This is what she does all day: Plays with the kittens. And yes, she gets filthy.
This is what he does all day: Rolls around in his walker. He loooves it.
I love this picture, they’re both cracking up.
I had to add this one, because she is wearing
my old dress. Her little mind can almost not
comprehend that I once fit into that dress, she
thinks it’s too cool!
So long, see you next month!
I’m sooo glad I’m not the only one who inwardly “hates” (?) “HER”. I loved your thoughts. They made me think…maybe I will have to do an indepth study too. She really does intrige me.
Any garage sales lately? I’m done for now. Manly because I have too much stuff. But come Fall I will have the “itch” once again.
this whole thing made me laugh.
honestly i just love your kids. i dont think galen has got such a big bang out of a kid as he did in elana, really ever. i cant wait to show him that last shot– he will die. 🙂 so cute.
hey, atleast you HAVE a garden. you can count yourself one notch more virtuous than me right now. …the “proverbs 31” woman, well, she is a stuff of dreams. 🙂 the one the woman dream of being and the one the men dream of marrying. sigh. fun to think about though.

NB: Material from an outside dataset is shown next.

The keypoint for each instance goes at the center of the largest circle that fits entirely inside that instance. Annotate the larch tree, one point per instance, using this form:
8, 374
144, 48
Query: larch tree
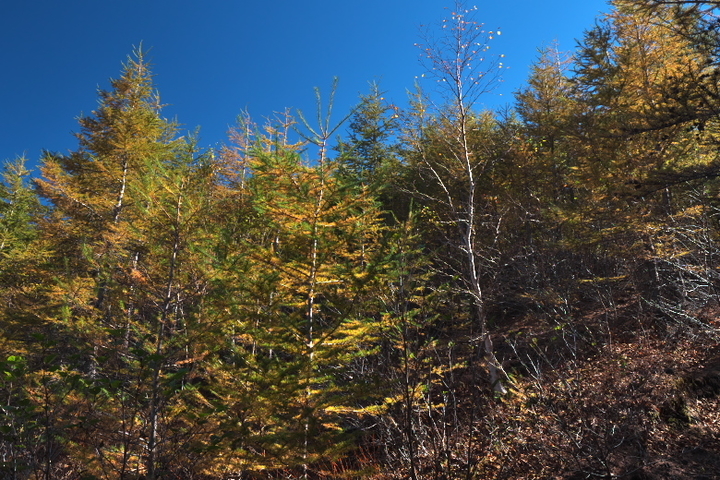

What a good post, I loved it. I don’t have a green thumb either. This year I actually got marigolds (normally I hate them, but they had this off-white color that I thought looked kinda pretty) because I thought these will surely thrive and be very hardy. Well, they didn’t look very good for a long time, but I think they’re actually snapping out of it. Btw, God must have a plan for that carrot plant! 🙂 Your kids look just like you, and I must say they are very cute!
loved your post. Shnuck kids and hey, even though i don’t get to talk to you much Elena still calls me kinda faithfully, maybe one of these times she will get the courage to say something.